Some of the Group A vehicles I drove were a: Rolls-Royce, Bentley, Mercedes-Benz, Infiniti, Lexus, Lincoln, BMW and Cadillac. Among the Group B cars were a: Hyundai Elantra, Ford Escort, Plymouth Breeze, Chevy Caprice, Datsun B-210, Daewoo Lanus and Mercury Grand Marquis.

I tried to keep score through a multi-year experiment so the numbers I’m going to give are basically rough estimates and should in no way be considered gospel. But you’ll definitely see a pattern develop: Also, rather than detail every incident I’ll just mass them all into a category we’ll call “near misses (not to be confused with a near “Mrs.” which my first girlfriend Carol almost became).

When all was said and done, the near misses to Group A vehicles amounted to something like 11,627. This is based on the amount of times vehicles from another lane veered into the lane I was driving in.

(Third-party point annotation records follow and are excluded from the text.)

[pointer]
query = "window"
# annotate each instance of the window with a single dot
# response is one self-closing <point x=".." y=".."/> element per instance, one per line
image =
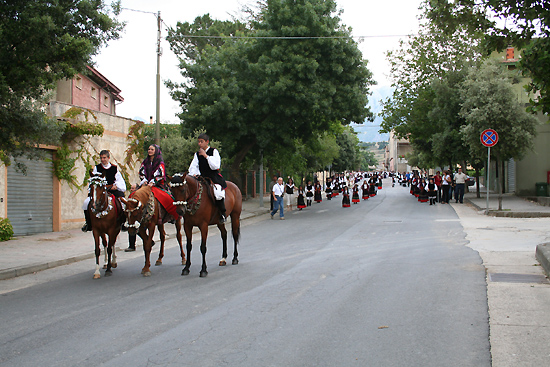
<point x="78" y="82"/>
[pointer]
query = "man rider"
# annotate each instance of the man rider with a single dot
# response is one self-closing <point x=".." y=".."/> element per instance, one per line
<point x="115" y="183"/>
<point x="206" y="163"/>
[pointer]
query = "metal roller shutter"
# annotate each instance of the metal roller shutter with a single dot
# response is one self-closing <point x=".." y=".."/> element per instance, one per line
<point x="30" y="198"/>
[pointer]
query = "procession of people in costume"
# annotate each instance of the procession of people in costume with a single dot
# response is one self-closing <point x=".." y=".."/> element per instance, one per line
<point x="352" y="186"/>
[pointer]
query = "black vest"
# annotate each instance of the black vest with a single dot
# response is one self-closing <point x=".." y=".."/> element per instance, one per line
<point x="109" y="173"/>
<point x="206" y="171"/>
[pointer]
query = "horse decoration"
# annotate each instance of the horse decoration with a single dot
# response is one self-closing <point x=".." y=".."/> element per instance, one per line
<point x="106" y="217"/>
<point x="195" y="202"/>
<point x="146" y="208"/>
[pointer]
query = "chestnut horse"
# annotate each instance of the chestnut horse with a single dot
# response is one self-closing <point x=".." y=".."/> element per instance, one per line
<point x="195" y="202"/>
<point x="106" y="218"/>
<point x="143" y="212"/>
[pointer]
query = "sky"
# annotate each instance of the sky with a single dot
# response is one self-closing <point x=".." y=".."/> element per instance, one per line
<point x="131" y="61"/>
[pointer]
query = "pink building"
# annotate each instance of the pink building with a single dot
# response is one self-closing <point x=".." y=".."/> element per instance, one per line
<point x="92" y="91"/>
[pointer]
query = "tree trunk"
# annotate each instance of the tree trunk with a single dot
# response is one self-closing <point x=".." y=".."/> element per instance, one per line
<point x="235" y="166"/>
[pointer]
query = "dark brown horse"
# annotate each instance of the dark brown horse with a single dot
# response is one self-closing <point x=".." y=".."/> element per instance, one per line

Conversely, with Group B cars the amount of near misses dramatically decreased to an amount like seven. I think these numbers speak for themselves.

The conclusion you can draw here is if you’re going to buy a fancy new car I would go for the ugliest one I could find with the most safety equipment. It’s just like lyrics from the old Jimmy Soul song, “If you want to be happy for the rest of your life, never make a pretty woman your wife.” So, too, can that be applied to invest money in a new transportation vehicle; buy a mundane car, keep it constantly serviced, glamorize the interior all you want (because generally it can’t be seen from other cars in other lanes) and never, never wash it.

Few in their right minds will want to veer towards your space and face the possibility of “catching something.” Just like I’ve always said, “I may be from Indiana…but I didn’t leave there yesterday.”